第2章 転入生
丁度、会話が終わった時だった。レオナとラギーの耳が同時にピクッと動く。
「サッパリしましたー」
「そうかよ」
少し大きめの白いTシャツに黒のゆったりとしたシルエットのボトムス姿で現れたノクス。
結っていた髪も今はおろしている。
おまけに、レオナから正体を聞いたばかり。
そのせいだろうか。
「どうみても女の子にしか見えなくなったッス…」
「え!」
ポツリと呟くように言ったラギーの言葉に、ノクスはパアッと笑顔になる。
そしてラギーに近づいていき、手を握った。
「うおっ!?」
「僕、ホントに女の子に見える!?」
突然の事にラギーは驚いたが、ノクスは嬉しそうにラギーの手ブンブンと振っている。
「……見えるッス」
ラギーの返答を聞いて、バッとレオナの方を見るノクス。
「聞きましたレオナ王子!?」
「……良かったなァ」
「やっぱりアイツ等の見る目がないだけってことですよね!?」
「……ああ」
適当だがきちんと返事するレオナに、女性を大切にする習慣があることを改めて実感するラギー。
「アイツ等って?」
「衛兵やメイド達。

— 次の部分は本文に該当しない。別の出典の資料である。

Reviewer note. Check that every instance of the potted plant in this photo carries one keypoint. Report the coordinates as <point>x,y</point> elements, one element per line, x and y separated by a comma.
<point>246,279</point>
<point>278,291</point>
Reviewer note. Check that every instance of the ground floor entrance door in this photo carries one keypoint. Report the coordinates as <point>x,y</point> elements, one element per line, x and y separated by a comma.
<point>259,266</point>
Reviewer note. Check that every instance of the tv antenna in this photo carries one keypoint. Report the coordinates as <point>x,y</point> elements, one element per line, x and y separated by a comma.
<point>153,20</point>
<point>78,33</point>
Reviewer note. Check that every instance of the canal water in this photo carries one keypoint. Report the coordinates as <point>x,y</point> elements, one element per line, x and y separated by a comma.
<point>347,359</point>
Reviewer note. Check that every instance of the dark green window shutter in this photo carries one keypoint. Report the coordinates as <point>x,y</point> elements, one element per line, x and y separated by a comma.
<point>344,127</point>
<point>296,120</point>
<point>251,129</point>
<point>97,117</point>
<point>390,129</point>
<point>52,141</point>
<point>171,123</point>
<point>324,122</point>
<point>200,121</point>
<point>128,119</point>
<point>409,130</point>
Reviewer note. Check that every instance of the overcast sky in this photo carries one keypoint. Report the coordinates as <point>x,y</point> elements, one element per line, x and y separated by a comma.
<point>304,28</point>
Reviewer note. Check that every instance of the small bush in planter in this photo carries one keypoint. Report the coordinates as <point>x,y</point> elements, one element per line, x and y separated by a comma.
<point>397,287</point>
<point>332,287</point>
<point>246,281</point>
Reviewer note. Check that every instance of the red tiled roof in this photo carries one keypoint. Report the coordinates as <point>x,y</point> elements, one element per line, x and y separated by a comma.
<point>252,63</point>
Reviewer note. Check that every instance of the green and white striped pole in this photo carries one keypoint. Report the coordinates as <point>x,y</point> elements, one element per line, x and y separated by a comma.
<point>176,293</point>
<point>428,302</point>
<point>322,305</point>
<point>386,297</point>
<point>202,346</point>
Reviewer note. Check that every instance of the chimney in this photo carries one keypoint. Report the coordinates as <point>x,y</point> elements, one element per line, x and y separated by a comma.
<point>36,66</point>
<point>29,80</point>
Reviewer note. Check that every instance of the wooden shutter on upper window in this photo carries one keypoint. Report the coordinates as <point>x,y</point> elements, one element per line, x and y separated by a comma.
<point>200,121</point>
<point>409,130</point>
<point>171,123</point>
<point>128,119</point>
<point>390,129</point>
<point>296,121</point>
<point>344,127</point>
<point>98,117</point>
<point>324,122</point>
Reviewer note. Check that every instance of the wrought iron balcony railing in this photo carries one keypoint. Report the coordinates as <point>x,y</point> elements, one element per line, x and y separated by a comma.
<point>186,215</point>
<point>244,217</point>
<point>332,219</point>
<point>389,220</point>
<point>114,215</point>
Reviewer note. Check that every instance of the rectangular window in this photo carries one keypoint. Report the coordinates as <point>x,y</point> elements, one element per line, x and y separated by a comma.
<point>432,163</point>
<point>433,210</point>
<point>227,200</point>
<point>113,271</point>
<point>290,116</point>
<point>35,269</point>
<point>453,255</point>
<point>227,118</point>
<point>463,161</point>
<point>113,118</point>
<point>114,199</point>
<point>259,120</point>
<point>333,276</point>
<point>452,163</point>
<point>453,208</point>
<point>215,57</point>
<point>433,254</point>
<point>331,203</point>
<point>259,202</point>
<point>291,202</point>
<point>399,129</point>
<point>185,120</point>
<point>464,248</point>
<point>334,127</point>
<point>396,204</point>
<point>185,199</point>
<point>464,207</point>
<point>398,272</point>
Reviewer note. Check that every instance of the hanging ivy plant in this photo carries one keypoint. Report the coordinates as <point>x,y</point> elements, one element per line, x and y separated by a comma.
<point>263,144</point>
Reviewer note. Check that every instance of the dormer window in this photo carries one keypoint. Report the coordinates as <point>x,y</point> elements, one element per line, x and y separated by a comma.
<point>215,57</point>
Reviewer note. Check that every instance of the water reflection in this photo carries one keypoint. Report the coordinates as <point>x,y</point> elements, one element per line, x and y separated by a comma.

全然女の子って言ってもらえないんだ」
「……。」
ラギーはそろーッとレオナの方をみた。
……レオナが視線を下げている。
あまり触れてはいけない話題ッスね……
人の顔を見て悟る能力が高いラギーは、話題を変えるために頭を動かした。
「でも、ココは男子校ッスよ?今みたいに反応してたら色々まずいッス!」
「あ。」
ノクスはピタリと喜ぶのを止めた。
完全に忘れていたのだろう。
「『普段通り』にしてろノクス」
「うぅ……承知しましたレオナ王子」
「あと王子呼びはやめろ」
「承知しましたレオナ様」
あからさまにしょぼんとするノクスにレオナとラギーは小さく溜め息をついた。
ラギーはまた空気を読んで、話題転換を試みる。
「そういえばノクスくんが空き部屋を掃除するにしても今日はどうするッスか?」
「ここで良いだろ」
「え!?」
ラギーが驚きの声をあげ、ノクスはキョトンとした顔でレオナとラギーを交互に見る。
「……床に寝るッスか?」
「あ?誰が床で寝るかよ」
レオナは舌打ちまじりにぼやいた。